Half recipe, straight French, two jacos (no starter this time)
Baked 4:45 pm
Gave: to my long lost writer’s group
Some days have a mind of their own. I had planned on a quick trip to the beach while my dough was on its first rise, but I hadn’t imagined making my first attempt at St. Brigid’s crosses while there. It just felt right, though. The idea came in a flash and before I knew it I was gathering pine needles and plant material and tucking them into the beach bag alongside the shovel. I had a bit more than an hour before my dough needed me back home…
A solitary day at Hendry’s. The kids drew pictures in the sand and munched down a few more treats from Halloween. I fumbled over my fingers and prayed.
Today I learned of a colleague’s sorrow. A baby yet unborn, has already headed back to heaven. What sadness. So my fumbling with pine needles, and reeds from my yard, had a purpose–to honor this family with the making of a cross and the prayers that came along with it. I wanted just the doing of it to be a mark of hope and healing. I pray it was…

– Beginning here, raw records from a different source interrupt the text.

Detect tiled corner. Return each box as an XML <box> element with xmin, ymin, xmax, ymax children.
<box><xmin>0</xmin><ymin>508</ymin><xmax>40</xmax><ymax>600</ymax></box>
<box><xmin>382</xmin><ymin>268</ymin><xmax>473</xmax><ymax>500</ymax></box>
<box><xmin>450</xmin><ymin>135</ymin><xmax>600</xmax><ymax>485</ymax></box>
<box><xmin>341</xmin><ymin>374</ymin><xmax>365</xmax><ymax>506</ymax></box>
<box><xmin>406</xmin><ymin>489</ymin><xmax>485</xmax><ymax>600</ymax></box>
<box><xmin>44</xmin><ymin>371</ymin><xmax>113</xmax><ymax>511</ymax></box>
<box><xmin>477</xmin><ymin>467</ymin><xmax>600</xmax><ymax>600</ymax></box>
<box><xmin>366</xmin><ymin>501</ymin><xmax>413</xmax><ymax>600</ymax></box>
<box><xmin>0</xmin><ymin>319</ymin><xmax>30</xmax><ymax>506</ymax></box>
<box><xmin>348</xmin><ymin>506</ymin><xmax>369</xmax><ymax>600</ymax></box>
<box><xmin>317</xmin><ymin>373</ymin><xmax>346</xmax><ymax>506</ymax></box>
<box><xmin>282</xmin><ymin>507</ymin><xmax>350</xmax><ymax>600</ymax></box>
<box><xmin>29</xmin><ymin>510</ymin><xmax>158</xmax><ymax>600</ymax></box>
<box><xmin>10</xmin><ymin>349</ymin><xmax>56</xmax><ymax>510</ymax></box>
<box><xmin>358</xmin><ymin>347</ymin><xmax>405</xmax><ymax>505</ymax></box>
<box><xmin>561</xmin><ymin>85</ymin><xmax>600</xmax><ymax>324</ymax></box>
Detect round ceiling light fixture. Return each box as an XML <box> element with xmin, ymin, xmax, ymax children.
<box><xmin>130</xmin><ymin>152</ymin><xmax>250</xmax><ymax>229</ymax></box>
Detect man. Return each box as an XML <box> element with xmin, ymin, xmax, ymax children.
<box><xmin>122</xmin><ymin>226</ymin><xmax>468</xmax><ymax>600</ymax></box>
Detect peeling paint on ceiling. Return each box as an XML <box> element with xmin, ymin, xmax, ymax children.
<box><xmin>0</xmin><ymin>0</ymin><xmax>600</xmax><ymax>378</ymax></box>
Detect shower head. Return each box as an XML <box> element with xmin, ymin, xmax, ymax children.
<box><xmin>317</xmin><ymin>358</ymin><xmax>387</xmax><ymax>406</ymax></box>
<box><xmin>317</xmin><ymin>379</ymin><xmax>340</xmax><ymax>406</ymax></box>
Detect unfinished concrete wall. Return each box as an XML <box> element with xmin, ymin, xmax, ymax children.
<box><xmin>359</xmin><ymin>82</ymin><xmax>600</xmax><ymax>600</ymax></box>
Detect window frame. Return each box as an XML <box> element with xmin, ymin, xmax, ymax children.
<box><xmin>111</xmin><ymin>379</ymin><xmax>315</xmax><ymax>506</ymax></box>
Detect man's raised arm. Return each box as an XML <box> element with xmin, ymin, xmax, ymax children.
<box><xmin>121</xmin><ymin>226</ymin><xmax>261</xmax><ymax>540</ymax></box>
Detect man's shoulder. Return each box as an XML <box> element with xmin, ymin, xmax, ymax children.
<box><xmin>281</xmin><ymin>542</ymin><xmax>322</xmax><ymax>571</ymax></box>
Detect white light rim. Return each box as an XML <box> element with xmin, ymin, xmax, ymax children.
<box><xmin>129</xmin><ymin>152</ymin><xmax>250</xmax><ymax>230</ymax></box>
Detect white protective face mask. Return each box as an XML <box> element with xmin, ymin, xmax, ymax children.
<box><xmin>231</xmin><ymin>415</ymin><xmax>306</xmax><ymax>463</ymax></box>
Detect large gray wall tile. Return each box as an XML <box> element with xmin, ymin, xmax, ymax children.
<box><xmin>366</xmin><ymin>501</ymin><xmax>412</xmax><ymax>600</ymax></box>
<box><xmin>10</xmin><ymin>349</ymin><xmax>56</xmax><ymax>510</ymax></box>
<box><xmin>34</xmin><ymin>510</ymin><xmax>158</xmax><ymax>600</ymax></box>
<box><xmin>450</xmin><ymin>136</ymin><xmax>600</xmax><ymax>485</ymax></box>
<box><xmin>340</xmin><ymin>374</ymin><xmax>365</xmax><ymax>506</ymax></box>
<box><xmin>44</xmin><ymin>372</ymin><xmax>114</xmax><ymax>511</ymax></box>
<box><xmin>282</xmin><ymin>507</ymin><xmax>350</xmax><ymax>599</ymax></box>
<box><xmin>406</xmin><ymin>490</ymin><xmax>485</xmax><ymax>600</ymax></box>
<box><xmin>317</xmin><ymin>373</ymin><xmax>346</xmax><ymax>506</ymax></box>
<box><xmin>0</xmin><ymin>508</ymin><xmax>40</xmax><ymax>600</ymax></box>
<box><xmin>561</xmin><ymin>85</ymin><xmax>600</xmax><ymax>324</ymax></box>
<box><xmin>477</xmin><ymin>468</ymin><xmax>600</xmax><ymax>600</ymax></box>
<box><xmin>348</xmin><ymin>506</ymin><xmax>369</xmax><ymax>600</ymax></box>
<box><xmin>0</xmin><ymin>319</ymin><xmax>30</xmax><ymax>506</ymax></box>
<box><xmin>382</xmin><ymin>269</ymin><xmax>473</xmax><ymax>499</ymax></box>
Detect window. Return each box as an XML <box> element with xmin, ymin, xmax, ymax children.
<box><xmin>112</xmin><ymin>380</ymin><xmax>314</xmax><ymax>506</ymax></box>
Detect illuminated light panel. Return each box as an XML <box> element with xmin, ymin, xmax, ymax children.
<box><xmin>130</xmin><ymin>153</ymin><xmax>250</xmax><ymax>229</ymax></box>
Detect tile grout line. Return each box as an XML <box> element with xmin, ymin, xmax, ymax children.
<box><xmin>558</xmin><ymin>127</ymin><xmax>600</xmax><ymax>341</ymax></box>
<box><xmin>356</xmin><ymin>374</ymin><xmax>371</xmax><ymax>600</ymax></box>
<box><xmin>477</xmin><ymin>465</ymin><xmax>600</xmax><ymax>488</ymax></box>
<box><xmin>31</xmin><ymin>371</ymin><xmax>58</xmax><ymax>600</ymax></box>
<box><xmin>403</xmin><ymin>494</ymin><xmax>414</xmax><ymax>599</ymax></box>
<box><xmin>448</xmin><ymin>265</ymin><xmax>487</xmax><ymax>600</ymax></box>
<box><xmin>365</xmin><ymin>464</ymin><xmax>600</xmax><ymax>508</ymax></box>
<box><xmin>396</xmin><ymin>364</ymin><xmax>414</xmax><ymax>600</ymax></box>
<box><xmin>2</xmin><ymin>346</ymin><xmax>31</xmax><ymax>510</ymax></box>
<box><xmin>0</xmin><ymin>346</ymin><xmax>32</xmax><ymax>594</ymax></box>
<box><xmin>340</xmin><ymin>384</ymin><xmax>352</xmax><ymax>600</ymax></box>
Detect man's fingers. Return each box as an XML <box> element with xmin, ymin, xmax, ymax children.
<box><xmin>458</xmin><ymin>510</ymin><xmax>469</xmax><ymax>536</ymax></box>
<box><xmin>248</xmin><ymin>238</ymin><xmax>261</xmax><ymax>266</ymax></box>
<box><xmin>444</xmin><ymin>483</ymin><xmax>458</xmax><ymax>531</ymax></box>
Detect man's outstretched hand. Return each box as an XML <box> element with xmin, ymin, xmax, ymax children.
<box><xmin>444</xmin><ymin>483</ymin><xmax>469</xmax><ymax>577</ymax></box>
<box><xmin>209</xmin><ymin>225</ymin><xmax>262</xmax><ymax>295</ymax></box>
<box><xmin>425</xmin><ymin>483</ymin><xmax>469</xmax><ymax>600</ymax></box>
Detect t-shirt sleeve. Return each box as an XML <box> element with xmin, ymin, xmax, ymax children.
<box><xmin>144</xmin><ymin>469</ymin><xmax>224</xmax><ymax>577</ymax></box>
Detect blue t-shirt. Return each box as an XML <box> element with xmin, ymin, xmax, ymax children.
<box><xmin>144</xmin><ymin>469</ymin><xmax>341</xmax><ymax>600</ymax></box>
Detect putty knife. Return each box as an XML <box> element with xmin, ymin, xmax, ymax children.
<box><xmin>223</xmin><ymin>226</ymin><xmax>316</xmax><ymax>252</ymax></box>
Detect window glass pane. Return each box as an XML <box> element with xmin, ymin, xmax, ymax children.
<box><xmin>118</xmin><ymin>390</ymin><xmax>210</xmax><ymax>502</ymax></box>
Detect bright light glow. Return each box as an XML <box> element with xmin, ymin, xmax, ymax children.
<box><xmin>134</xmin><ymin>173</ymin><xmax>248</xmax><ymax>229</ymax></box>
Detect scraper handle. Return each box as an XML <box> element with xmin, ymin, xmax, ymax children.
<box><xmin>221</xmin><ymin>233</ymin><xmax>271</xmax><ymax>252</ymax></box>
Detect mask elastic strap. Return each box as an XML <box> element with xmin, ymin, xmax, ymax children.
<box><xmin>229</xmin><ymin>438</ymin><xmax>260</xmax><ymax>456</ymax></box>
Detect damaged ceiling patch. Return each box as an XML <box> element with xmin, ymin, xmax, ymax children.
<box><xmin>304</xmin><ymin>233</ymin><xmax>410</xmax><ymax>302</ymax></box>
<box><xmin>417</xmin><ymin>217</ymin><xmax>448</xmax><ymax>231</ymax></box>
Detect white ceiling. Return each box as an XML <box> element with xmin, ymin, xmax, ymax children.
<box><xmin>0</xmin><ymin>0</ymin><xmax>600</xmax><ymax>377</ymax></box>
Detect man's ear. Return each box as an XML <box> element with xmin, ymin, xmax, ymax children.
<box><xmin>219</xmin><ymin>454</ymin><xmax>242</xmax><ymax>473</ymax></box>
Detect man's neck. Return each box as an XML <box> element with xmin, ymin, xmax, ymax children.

Saint Brigid’s crosses are unwieldy things. But the beach is a magical place and though my first two attempts were poor images of what they might be in an expert’s hand, I didn’t care–I just wanted to do, and to be. But I couldn’t stay too long; I had dough on the rise!
I started to collect the kids, but then noticed strands and strands of sea grass. I adjusted my brain, which holds my schedule, and figured the dough could just go on rising.
So I fashioned my third and final cross from seaweed. It was my best prayer yet, and when I finished, I floated it in the gentle waves before I pressed it in a book to send to my colleague later.
And now for the bread. It came out golden and delicious, despite the long first rise. I wish I could send that sweet young family this hot loaf of bread as well as the cross, but, it’s a bit far for bread to travel–from here to Indiana.
So, I’ll take it to my writer friends, who will devour it with glee.
Some days simply have a mind of their own and we are called to just follow along and forget the dough that’s on the rise…
This is a beautiful post and wonderful blog concept. I want to link to you. And like you, everything I do now is colored with the knowledge that Paige and Bobby’s baby has died. I feel wearier as I go about the daily chores. We’re keeping the lampada lit around the clock so that we can keep watch with them. Every time I see that lampada burning my heart aches.